For anyone who hasn’t read it, the tale is of a woman who marries her ‘perfect’ man and then tries to change him. When he doesn’t change in the way that she wants, she slowly destroys him; then disappears and frames him for her murder. The book is about him trying to prove his innocence.

At first when they get together, Amy pretends to be someone she’s not  (the ‘cool girl’) and when her real personality comes out – uptight, bitchy, controlling – he doesn’t like it and she takes this as a rejection and betrayal, for which he must be punished. From Amy’s point of view, she is the wronged party (which is common with abusers), she doesn’t accept that she started the relationship with a lie. Everything he does is taken as a slight. She sets him tests that he can only fail, and then instead of discussing it with him, she acts hurt; putting the blame for a situation she created, onto him. He learns to be constantly wary of letting her down, but her moods are so unpredictable, he can’t avoid getting things wrong. She isolates him from the people he loves, she belittles him until he starts to doubt himself. She slowly and deliberately breaks him, so that he becomes emotionally numb and dependent on her as the only one who can make him feel. If the genders were reversed, there would be no doubt that this was a well-written tale of abuse.

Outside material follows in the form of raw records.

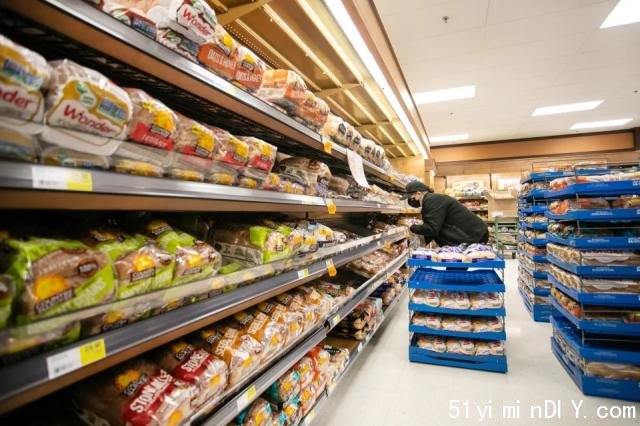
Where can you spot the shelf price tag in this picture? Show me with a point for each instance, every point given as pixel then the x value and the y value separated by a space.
pixel 75 358
pixel 331 268
pixel 246 398
pixel 331 206
pixel 70 180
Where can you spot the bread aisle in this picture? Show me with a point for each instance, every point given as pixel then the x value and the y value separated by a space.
pixel 389 390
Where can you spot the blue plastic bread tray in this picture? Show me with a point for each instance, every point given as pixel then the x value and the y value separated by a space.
pixel 613 243
pixel 597 189
pixel 495 363
pixel 593 351
pixel 596 386
pixel 608 215
pixel 501 335
pixel 599 299
pixel 538 312
pixel 418 307
pixel 436 279
pixel 614 328
pixel 497 263
pixel 597 271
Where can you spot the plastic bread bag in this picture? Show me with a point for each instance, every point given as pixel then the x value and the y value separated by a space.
pixel 254 245
pixel 259 413
pixel 178 43
pixel 204 372
pixel 82 99
pixel 241 352
pixel 269 333
pixel 152 122
pixel 305 371
pixel 249 69
pixel 139 264
pixel 283 88
pixel 24 74
pixel 461 346
pixel 57 276
pixel 138 392
pixel 262 155
pixel 220 53
pixel 283 389
pixel 292 322
pixel 132 13
pixel 194 138
pixel 194 259
pixel 231 150
pixel 194 19
pixel 295 302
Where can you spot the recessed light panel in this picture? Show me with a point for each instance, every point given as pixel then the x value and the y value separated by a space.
pixel 561 109
pixel 444 95
pixel 604 123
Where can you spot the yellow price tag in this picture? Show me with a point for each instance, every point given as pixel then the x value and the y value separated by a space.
pixel 92 352
pixel 331 207
pixel 331 268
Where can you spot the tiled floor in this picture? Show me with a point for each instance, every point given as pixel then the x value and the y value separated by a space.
pixel 384 388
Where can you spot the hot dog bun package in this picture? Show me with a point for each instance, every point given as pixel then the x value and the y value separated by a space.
pixel 138 392
pixel 206 373
pixel 241 352
pixel 23 75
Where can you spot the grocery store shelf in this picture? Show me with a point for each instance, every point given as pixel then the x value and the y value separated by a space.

What set me thinking about this again was seeing a friend a few days ago. This friend has been in an abusive relationship now for over a decade. His wife is like Amy, in that she has a need to be perfect and believes that she is and he is not, so he must change. She insults him in front of his friends, shoves and pokes him, and blackmails him (if you leave me you’ll never see the kids again). Some of his friends think she’s a bitch, but no one acknowledges that this is abuse. Crucially, he doesn’t recognise this as abuse, and is now so worn down believing himself to be deserving of her scorn, that he can’t walk away.*

I think we are reaching a point where it is acknowledged that domestic violence can include women being violent towards men, but psychological abuse towards men is never labelled as such,and is even made a joke of. If a relationship is manipulative and isolating, and involves the slow destruction of one person’s psyche, then it is abuse.

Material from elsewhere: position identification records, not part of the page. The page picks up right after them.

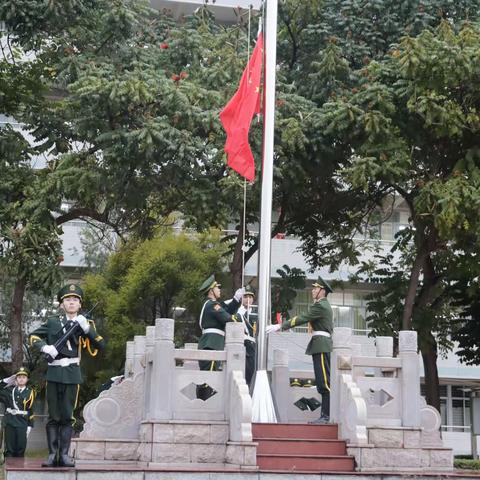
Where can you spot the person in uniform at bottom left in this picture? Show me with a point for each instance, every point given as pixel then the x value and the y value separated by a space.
pixel 63 373
pixel 18 419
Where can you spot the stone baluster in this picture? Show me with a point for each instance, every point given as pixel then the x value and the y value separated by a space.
pixel 356 351
pixel 139 348
pixel 281 383
pixel 384 346
pixel 235 349
pixel 129 360
pixel 409 378
pixel 342 348
pixel 150 339
pixel 161 396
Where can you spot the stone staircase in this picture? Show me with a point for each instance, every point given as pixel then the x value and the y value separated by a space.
pixel 301 447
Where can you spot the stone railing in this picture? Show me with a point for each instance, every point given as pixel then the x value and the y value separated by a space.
pixel 376 402
pixel 157 415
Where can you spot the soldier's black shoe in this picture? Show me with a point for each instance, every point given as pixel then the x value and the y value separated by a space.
pixel 64 460
pixel 52 442
pixel 323 420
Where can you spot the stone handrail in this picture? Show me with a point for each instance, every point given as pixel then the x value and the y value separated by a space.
pixel 156 389
pixel 240 409
pixel 366 391
pixel 354 411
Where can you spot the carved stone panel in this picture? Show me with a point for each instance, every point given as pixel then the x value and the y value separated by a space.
pixel 117 412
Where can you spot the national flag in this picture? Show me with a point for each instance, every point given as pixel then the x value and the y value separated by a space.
pixel 237 115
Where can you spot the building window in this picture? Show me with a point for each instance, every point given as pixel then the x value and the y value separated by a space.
pixel 454 407
pixel 349 310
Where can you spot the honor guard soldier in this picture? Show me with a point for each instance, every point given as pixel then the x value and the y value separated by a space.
pixel 213 318
pixel 63 373
pixel 320 319
pixel 18 418
pixel 249 320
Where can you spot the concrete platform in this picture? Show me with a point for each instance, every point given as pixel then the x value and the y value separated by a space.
pixel 31 469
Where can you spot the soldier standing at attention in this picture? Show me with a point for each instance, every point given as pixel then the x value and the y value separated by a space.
pixel 213 318
pixel 320 319
pixel 249 320
pixel 63 373
pixel 18 418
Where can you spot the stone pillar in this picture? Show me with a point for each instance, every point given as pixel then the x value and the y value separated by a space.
pixel 409 378
pixel 234 338
pixel 384 346
pixel 342 341
pixel 191 364
pixel 129 360
pixel 163 370
pixel 281 383
pixel 139 349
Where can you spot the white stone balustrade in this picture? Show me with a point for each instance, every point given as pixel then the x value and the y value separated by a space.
pixel 376 402
pixel 154 415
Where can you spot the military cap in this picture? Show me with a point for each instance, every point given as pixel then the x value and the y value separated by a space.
pixel 70 290
pixel 295 382
pixel 208 284
pixel 249 291
pixel 323 284
pixel 22 371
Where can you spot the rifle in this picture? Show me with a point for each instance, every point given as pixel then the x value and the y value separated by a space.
pixel 71 331
pixel 62 341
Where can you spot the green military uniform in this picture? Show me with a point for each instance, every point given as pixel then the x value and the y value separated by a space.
pixel 320 319
pixel 63 374
pixel 249 321
pixel 213 318
pixel 18 415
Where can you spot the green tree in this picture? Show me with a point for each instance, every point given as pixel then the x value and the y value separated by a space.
pixel 411 125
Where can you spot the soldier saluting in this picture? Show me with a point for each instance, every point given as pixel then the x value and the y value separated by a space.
pixel 320 319
pixel 18 419
pixel 213 318
pixel 63 373
pixel 249 321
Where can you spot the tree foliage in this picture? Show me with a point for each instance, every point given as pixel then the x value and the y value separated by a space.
pixel 151 279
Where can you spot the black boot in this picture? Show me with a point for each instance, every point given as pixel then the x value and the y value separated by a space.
pixel 52 441
pixel 65 439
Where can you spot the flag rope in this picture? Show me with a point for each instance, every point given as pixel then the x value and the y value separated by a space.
pixel 244 179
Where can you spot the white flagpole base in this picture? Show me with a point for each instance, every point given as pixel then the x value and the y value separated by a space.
pixel 263 409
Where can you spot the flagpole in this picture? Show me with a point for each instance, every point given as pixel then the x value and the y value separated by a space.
pixel 263 410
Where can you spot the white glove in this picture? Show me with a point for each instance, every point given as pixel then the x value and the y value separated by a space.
pixel 10 380
pixel 50 350
pixel 239 294
pixel 83 322
pixel 273 328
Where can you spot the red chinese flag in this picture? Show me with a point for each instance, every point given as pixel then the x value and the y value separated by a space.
pixel 237 115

More disturbingly, women are often encouraged in society to change the man they love. Instead of pursuing their own ambitions, they are expected to live out their dreams through their male partner. I’d have hoped this would have changed now that women have careers and passions outside the home, but it still seems to be a normal part of society. Of course, we all want to change small things about the ones we love when flaws affect us: persuading your partner to be a little more careful with money or a bit tidier; but these should always be minor details in a relationship built on genuine love and respect for who the other person is. And it’s a two-way street, a discussion, not a demand. If you genuinely don’t think someone is good enough for you, if you don’t respect their hopes for the future, then don’t marry them. Trying to ‘change your man’ to fit your own ideal is abusive.

My friend’s wife recently said to him,

“You were always intended as a project. I married you because I thought I could make you into something great. You’ve failed me.” To her, this is completely reasonable. Sadly, he now sees it the same.

Until we recognise that women can be perpetrators of abuse and that that abuse does not have to include violence, there will be no chance of stopping it. If we want equality then we must recognise that men can be vulnerable and that a relationship is about mutual respect and acceptance of each other’s failings, as well as a celebration of our differences. I think Gone Girl highlighted this brilliantly, it seems a shame that no one picked up on it.

*I feel I need to explain, my friend is not a submissive or weak man, he has always been funny, confident and tough. To look at him you would never think him a victim. I’ve found this is often the case with abused women also, it seems that if you and everyone else believe you can’t be a victim, then you are more likely to become one. Perhaps because your abuser’s interpretation that they are the victim fits better with your belief that you are strong.